Comedy/Tragedy The movie is hilarious, and not just because of ditzy New York Confidential head Cecil Suwal, as Leah Rozen reported. Gibney stages the events of the past decade as an extended farce that culminated with Spitzer's prostitution scandal but got pretty weird long before then. Joe Bruno, a current convicted felon and Spitzer's most obnoxious foe during their joint time in office, becomes a bizarrely funny internal foil to the leading man's Wall Street clean-up act. As Gibney puts it in a voiceover, Bruno was "the turd in Elliot's punch bowl." Roger J. Stone, meanwhile, serves as the movie's shameful goon-for-hire and self-made political cartoon -- a man so intent on enforcing conservative ideals that he has a Richard Nixon tattoo on his back. "I believe in a gonzo brand of politics," he says, while basically confessing to having left a threatening voicemail for Spitzer's father. His enabler, the cantankerous investment banker Ken Langone, acts like he lives in a 24/7 showdown with Spitzer as if they stumbled into a Western-style duel. Despite all this, the story retains a dramatic edge. Spitzer restrains himself and places the blame for his downfall squarely in his own lap. "My view," he says, "is that I brought myself down."

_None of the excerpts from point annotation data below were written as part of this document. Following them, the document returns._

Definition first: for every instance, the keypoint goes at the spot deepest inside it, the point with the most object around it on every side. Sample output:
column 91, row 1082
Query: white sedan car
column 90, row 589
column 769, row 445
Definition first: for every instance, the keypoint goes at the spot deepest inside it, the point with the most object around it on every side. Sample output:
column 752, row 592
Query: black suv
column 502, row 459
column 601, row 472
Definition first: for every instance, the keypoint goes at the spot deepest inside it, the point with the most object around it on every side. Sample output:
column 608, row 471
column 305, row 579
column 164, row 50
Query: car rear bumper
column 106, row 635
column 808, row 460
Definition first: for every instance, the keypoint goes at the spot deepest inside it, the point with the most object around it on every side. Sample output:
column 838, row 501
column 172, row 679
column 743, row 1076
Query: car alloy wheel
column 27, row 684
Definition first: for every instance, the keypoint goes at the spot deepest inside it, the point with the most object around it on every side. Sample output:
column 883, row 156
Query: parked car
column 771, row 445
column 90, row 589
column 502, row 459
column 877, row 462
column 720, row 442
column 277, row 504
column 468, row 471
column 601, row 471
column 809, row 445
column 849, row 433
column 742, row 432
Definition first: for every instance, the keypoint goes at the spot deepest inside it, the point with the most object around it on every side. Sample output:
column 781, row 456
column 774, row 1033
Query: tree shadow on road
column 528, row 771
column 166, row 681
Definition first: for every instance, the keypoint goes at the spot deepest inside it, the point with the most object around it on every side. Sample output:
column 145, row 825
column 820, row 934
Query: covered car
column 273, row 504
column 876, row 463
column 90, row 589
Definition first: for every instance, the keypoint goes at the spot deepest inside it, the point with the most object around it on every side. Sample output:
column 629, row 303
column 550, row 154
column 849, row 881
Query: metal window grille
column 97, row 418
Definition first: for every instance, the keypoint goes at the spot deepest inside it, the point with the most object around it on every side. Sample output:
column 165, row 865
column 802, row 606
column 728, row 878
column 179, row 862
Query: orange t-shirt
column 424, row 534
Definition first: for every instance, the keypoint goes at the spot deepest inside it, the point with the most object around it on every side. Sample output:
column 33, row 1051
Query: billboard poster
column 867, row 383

It's a Movie! Unlike Gibney's Jack Abramoff profile Casino Jack and the United States of Money, his latest feature has more going on than a basic arrangement of talking heads and a few snappy graphics. Gibney injects the story with an appreciable amount of energy, thanks to a series cinematic tricks. He hires an actress to read the lines from an interview with "Angelina," the prostitute Spitzer visited most often, since she refused to appear on camera. He cycles through various media images at a rapid pace, uses ironic music cues, and applies a great soundtrack that includes Cat Power's "Sea of Love" set to a montage of other politicians whose careers got jumbled up in sex scandals. (The tune works a lot more effectively than it did in Juno.) Oh, and spoiler alert! The last shot of Client 9 shows Spitzer wandering the streets of New York alone, blending with the crowd as Jay-Z's "Empire State of Mind" ends the story on an optimistic note. Even news junkies readily familiar with much of the movie's narrative have likely never contemplated its subject like this.